О Санаеве я впервые услышал еще в гимназии, когда среди петербургских искусствоведов разнесся слух, что наконец раскрыт секрет черного лака, которым древнегреческие мастера покрывали свои вазы. Действительно ли Санаеву это удалось, не знаю. Но реставрированные им греческие и этрусские вазы казались только что вышедшими из мастерской.
Позднее я присутствовал на его блестящих докладах в Императорском археологическом обществе, зачитывался статьями об украшениях княжеских одежд в Древней Руси и эмалях времен Андрея Боголюбского. Восхищался сделанными в мастерской Санаева образцами старинных сережек, среди которых были поразительные по пластичности серьги-бубенчики, серьги-колты и серьги-орлики.
Познакомились мы в начале 1914 года, когда я приехал в Харьков – Санаев был харьковчанином, – чтобы передать ему просьбу хранителя отделения древностей Румянцевского музея подготовить экспозицию украшений древнерусских княжеских одежд.
Вместо предполагаемых двух-трех дней я провел в Харькове целый месяц, который, кстати говоря, дал мне больше, чем весь университетский курс. Тогда же я узнал от своего гостеприимного хозяина, что он не только сочувствует революционерам, но и помогает деньгами местной большевистской организации.
Санаев – и революция! Я был настолько поражен этим открытием, что не смог скрыть свое изумление. Поэтому Санаев счел нужным объясниться: «Думаете, нонсенс, бессмыслица, абсурд? Нет, закономерность. Ведь изучение прошлого не самоцель. Изучение прошлого – лишь средство. Да, да, средство, для того чтобы лучше понять закономерности настоящего и предугадать будущее. Уж вы мне, старику, поверьте. А я, в отличие от многих нынешних интеллигентов, неисправимый оптимист и поэтому считаю, что будущее окажется лучше настоящего, что оно будет ярче, чище и справедливей. Потому-то в меру своих сил я и стараюсь его приблизить. Разве это не логично?»
Между тем в Харькове – да и не только в Харькове – считали, что более далекого от повседневной жизни человека, чем он, во всей России не сыщешь, разве что где-нибудь на Алеутских островах. Рассказывали, что Всеволод Михайлович даже не подозревает о том, что в России уже царствует не Александр Третий, а Николай Второй. Шутили, что о войне четырнадцатого года с Германией он узнал лишь на следующий год и то случайно.
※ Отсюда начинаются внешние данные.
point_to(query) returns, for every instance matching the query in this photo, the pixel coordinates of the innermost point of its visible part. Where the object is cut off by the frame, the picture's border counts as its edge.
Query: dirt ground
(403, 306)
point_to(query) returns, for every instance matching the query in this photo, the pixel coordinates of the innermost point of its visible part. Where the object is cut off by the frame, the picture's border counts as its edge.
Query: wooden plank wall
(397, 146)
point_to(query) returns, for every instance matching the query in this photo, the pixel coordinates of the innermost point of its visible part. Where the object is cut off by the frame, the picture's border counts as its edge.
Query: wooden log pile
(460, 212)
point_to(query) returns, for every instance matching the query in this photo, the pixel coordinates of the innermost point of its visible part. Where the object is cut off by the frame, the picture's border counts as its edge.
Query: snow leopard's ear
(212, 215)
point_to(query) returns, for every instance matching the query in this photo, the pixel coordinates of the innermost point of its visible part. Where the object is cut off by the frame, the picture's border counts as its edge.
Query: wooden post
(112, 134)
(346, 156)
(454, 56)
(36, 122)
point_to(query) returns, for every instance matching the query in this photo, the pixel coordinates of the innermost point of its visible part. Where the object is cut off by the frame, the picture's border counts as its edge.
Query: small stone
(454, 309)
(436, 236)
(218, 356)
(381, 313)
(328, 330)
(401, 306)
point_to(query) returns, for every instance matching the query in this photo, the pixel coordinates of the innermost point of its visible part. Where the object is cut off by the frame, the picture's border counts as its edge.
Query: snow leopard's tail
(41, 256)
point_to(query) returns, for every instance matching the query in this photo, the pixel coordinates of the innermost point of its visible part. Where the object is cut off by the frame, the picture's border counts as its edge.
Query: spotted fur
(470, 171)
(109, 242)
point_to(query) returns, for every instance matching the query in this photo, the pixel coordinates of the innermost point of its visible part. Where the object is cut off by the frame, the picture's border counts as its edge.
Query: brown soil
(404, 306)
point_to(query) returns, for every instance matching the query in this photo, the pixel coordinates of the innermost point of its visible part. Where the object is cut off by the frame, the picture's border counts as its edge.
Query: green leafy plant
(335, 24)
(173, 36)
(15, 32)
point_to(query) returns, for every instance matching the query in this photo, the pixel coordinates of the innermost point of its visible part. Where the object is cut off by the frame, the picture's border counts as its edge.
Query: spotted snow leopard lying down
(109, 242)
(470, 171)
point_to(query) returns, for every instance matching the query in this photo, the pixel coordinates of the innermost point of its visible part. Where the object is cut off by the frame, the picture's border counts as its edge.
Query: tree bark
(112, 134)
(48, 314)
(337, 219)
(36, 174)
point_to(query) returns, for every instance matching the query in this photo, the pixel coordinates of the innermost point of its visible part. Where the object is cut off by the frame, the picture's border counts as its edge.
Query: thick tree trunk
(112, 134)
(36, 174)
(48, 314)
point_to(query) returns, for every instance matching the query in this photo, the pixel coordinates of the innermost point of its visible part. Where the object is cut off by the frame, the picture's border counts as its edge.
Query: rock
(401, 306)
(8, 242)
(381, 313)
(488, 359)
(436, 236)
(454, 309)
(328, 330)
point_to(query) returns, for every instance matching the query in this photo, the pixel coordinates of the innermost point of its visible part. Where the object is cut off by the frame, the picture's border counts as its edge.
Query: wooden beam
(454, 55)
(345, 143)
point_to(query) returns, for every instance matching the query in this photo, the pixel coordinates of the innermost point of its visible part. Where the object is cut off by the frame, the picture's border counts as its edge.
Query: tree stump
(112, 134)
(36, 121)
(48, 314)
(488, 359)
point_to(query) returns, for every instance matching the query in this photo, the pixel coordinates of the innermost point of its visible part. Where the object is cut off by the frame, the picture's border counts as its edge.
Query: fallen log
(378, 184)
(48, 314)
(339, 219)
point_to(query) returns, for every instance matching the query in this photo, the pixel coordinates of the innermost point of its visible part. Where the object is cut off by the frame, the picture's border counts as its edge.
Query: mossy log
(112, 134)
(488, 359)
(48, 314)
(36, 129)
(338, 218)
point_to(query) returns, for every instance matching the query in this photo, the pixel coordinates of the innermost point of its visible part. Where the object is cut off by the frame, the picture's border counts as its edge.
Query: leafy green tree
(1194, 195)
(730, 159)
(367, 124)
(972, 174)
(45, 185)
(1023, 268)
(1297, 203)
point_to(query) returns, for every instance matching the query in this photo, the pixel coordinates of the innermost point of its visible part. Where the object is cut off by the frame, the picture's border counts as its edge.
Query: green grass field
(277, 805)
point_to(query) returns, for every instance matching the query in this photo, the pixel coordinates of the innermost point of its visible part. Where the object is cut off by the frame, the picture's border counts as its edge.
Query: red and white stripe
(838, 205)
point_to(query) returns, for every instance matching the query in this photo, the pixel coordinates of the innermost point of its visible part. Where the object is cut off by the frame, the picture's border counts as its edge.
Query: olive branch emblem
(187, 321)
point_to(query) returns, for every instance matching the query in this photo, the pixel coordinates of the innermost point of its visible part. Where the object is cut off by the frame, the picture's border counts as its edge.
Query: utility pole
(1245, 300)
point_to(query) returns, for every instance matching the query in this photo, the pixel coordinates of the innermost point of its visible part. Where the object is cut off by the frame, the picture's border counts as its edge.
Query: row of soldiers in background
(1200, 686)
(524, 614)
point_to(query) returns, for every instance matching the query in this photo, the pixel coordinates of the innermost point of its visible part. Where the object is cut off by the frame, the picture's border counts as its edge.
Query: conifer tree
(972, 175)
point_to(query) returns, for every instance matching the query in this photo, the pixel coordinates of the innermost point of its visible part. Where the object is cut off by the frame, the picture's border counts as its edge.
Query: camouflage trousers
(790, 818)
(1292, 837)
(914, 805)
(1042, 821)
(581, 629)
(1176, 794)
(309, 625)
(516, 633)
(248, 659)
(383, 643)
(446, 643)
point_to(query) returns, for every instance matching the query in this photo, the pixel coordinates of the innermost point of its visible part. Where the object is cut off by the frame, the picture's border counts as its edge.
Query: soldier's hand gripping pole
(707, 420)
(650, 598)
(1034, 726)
Но все это, разумеется, было чепухой. Всеволод Михайлович казался далеким от жизни лишь тем, кто его мало знал. Поэтому, когда в 1918 году в Москве некий сотрудник Наркомата сказал мне, что Санаев якобы приветствовал оккупацию Харькова немцами, заявив, что в наше время русский ученый имеет возможность спокойно работать только под охраной немецких штыков, я ему не поверил. Не поверил я и тому, будто Всеволод Михайлович шутил в узком кругу, что истинный художник не отдает предпочтения ни одной краске, что белый цвет ему не менее дорог, чем красный.
Нет, сердцу Санаева был дорог именно красный цвет, цвет повязок на рукавах красногвардейцев, бантов на их картузах, алый цвет знамен революции.
– А вы, голубчик, малость отсырели в своем подвале. И, кажется, даже плесенью покрылись, – сказал Санаев, после того как мы с ним троекратно поцеловались. – Не надоела добровольная тюрьма, а?
– Ну, тюрьма-то, положим, не совсем добровольная, – возразил я.
– Не спорю, не спорю, – согласился Всеволод Михайлович и спросил: – Рембрандт-то ваш не попортится? Ведь он избалованный господин, к таким варварским условиям существования не привык. И холода не любит и влажности…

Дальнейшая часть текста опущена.